One big question we have to ask is what constraints we should apply to avoid blowing up presentation engines. e.g. this is also valid?:

<body>
   <div tta:gain="1">
        <animate begin="0.0s" end="0.12s" tta:gain="1;0.39"/>
        <animate begin="9.8s" end="10s" tta:gain="0.39;1"/>
    <p>
      <audio  xml:id="otherAudio1" begin="1s" end="5s" src="otherAudio1.wav" tta:gain="0.7"/>
      <audio  xml:id="otherAudio2" begin="3s" end="7s" src="otherAudio2.wav" tta:gain="0.7"/>
    </p>
   </div>
</body>

and if there were 2000 animates and 1000 audios, is it 'reasonable'?

but we may be far off this topic. Does it seem reasonable to restrict to a single leaf having audio output? Maybe, if we can agree on recommendations to achieve playback of overlapping audios which can work with a single leaf. And define what happens if there ARE multiple leaves (even if it's 'presentation engine dependant', recommend 'first leaf found plays'). But, if multiple audios are allowed inside a single leaf, does that relieve the original concern about complex audio graphs? Actually, maybe it does simplify some aspects of implementation, and forces people to think about avoiding the 'double original audio issue'. Am I right to think that 'Single leaf' -> 'Single original'? If so, then the restriction has my vote, as I think this is a very important anomaly to avoid (until a use case is found that can't be supported and is important!).

br, simon

nigelmegitt commented 3 years ago

Am I right to think that 'Single leaf' -> 'Single original'?

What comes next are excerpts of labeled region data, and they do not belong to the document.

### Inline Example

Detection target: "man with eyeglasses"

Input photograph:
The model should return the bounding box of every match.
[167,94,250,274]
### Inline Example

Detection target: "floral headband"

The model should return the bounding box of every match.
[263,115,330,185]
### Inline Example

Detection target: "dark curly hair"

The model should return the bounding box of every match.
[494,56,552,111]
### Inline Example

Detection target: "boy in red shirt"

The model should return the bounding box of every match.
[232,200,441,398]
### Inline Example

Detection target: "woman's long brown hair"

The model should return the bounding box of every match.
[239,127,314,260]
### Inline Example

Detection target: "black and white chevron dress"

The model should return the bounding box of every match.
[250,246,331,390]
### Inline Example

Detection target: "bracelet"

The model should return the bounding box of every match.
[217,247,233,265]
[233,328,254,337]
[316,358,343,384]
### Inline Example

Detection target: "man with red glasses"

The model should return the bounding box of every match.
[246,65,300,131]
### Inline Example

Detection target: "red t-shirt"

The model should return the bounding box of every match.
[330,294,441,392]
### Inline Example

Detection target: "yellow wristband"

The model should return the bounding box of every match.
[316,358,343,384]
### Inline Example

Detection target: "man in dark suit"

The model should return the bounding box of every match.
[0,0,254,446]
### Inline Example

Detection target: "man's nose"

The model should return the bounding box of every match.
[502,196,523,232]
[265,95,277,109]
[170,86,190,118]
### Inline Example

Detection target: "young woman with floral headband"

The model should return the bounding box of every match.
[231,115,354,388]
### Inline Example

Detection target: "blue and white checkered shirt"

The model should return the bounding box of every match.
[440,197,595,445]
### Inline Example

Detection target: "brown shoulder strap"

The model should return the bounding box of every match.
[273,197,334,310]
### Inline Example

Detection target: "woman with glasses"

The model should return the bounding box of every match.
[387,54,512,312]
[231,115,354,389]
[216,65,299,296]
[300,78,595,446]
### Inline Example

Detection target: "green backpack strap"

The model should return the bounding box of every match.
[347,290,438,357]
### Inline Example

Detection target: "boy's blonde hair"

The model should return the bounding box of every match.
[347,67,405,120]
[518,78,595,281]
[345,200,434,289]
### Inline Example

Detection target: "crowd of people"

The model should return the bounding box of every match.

Yes, by definition, it means there's only one active route through the graph/tree to an output node.

If so, then the restriction has my vote, as I think this is a very important anomaly to avoid (until a use case is found that can't be supported and is important!)

Agreed

and if there were 2000 animates and 1000 audios, is it 'reasonable'?

This points to a whole other topic that should be independent of the syntax, given, as you note, the possibility of generating the same output via different arrangements of inputs. In IMSC there's the HRM (hypothetical render model) that attempts to quantify the presentational complexity as might be experienced by a player. We don't have anything like that in ADPT, and generating one would be a lot of work.

I'm inclined to proceed without one and if real world content presents playback issues, deal with them as we can. If you think we need document constraints to ensure player performance success, please open that as a separate issue.

While I'm touching on this, I should say that those performance issues may be generated by input document complexity, but they may also be generated by dependency on features that are notoriously awkward for players. For example if you try to seek accurately into an MP3 audio file, the results will be very different to doing the same with a WAV file: the time it takes the player to arrive at the seek point will be different, and the actual arrived-at seek point will be different too. I've seen these effects in Adhere, and they're not pleasant.

I'm sure there are implementation techniques for working around these issues, but "out of the box" audio presentation in browsers isn't necessarily optimised for those use cases.

btsimonh commented 3 years ago

I do like IMSC because Pierre tried to quantify the render issues - a bit like the DVB decoder models. It just shows people what may be involved, and why they should be mindful. Yes, making an HRM for this application may feel complex and a lot of work, but the first bare bones of it would be less difficult, and would in a few paragraphs give an indication to an implementer of the complexity and pitfalls that we have imagined (even if it's not a rigorous analysis). Let me think on it.

nigelmegitt commented 3 years ago

Let me think on it.

👍🏻

I do like IMSC because Pierre tried to quantify the render issues

Just a historical note that the provenance of IMSC was from a member submission of CFF-TT, with work done by various folk, which was then subjected to W3C's processes and various other amendments before becoming IMSC. It's not only the work of the Editor, though his contribution has been huge!

nigelmegitt commented 1 year ago

Closing since work on this has moved to DAPT, but not losing this: opened w3c/dapt#170 to discuss constraints on audio resource playback within DAPT.